I'm talking about Виктор Геращенко and russian TV.
Guide to your rules, it should sound like "ГеращEнкA", shouldn't it?
As  for the standarts I ve been looking around but still can't find any rules about lastnames. 
So it seems like there's no the ones.


----------



## sargio

papillon said:


> What about words like облако and облaчко? What would you say is the last sound?



*о*блакО  and *о*блачкО.  (marked bold is accent )

I can't see any difference with pronounce облако and облaчко. Why should they differ?


----------



## Maroseika

sargio said:


> I'm talking about Виктор Геращенко and russian TV.
> Guide to your rules, it should sound like "ГеращEнкA", shouldn't it?
> As for the standarts I ve been looking around but still can't find any rules about lastnames.
> So it seems like there's no the ones.


ГеращEнкA is impossible, only [Гир*а*щенка].


----------



## papillon

sargio said:


> *о*блакО  and *о*блачкО.  (marked bold is accent )


 I see. Very interesting.
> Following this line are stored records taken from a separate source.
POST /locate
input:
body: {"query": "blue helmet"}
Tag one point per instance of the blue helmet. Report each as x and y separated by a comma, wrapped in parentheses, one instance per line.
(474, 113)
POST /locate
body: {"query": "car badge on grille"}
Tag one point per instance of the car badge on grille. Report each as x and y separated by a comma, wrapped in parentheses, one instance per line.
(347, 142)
Thanks.


sargio said:


> I can't see any difference with pronounce облако and облaчко. _Why should they differ_?


They shouldn't, those were the two words that came to my mind.

You see, according to the phonetics of the Russian language, the last sound in _oblako _is the same neutral _shwa_ and is commonly given as -a when describing the pronunciation to foreigners.
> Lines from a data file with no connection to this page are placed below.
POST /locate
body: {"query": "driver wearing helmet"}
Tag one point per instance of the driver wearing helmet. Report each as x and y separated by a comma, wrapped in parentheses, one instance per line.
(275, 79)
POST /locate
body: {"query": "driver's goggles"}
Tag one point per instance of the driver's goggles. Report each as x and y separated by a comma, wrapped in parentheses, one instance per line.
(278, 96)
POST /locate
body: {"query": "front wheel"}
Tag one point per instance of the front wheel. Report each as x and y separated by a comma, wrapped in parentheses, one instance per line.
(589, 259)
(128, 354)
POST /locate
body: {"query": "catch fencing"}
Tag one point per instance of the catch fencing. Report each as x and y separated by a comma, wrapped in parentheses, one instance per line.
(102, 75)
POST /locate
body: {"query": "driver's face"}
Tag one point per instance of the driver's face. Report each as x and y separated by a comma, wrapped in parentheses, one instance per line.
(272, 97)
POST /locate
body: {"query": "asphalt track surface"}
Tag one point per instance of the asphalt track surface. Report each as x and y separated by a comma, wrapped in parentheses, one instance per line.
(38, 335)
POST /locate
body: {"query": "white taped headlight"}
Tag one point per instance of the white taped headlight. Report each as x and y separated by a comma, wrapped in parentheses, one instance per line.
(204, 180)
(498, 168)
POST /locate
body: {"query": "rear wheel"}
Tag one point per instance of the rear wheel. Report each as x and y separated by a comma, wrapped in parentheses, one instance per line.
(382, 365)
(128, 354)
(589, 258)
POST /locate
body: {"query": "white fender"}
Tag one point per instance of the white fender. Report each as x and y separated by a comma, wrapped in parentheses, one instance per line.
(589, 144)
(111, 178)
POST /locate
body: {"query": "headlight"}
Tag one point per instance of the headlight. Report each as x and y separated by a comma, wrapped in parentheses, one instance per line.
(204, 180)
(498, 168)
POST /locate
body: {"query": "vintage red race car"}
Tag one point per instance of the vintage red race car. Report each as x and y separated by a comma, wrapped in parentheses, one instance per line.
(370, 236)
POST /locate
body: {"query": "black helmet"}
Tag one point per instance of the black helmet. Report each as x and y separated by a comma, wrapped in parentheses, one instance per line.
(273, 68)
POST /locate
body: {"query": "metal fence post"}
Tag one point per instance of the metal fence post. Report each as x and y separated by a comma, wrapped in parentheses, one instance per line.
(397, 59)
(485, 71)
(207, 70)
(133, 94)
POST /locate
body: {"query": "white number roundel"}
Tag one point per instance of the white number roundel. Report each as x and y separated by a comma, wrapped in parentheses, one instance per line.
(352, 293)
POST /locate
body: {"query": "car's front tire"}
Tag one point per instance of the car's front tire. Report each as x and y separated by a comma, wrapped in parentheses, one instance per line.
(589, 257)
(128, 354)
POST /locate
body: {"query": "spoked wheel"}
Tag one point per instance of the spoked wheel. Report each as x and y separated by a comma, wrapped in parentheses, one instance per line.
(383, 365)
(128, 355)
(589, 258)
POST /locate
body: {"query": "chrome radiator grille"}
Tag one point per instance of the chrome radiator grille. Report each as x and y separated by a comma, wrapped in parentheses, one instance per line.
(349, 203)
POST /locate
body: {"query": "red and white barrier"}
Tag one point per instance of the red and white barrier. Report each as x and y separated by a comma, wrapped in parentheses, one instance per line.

I have two possible explanation for our discrepancy:
1. You come from a region where the unstressed o is pronounced as an [o]. This is not standard, but one of the regional variations of the Russian language.
_
2. _The second explanation has to do with human psychology. When hearing a word, we often mentalize or imagine it's spelling. So when hearing _oblako_ and imagining the last letter - o - we think that we indeed hear an [o], when in fact the sound may be closer to an [a].

Anyway, at this point this is just speculation on my part.


----------



## Ptak

sargio said:


> I'm talking about Виктор Геращенко and russian TV.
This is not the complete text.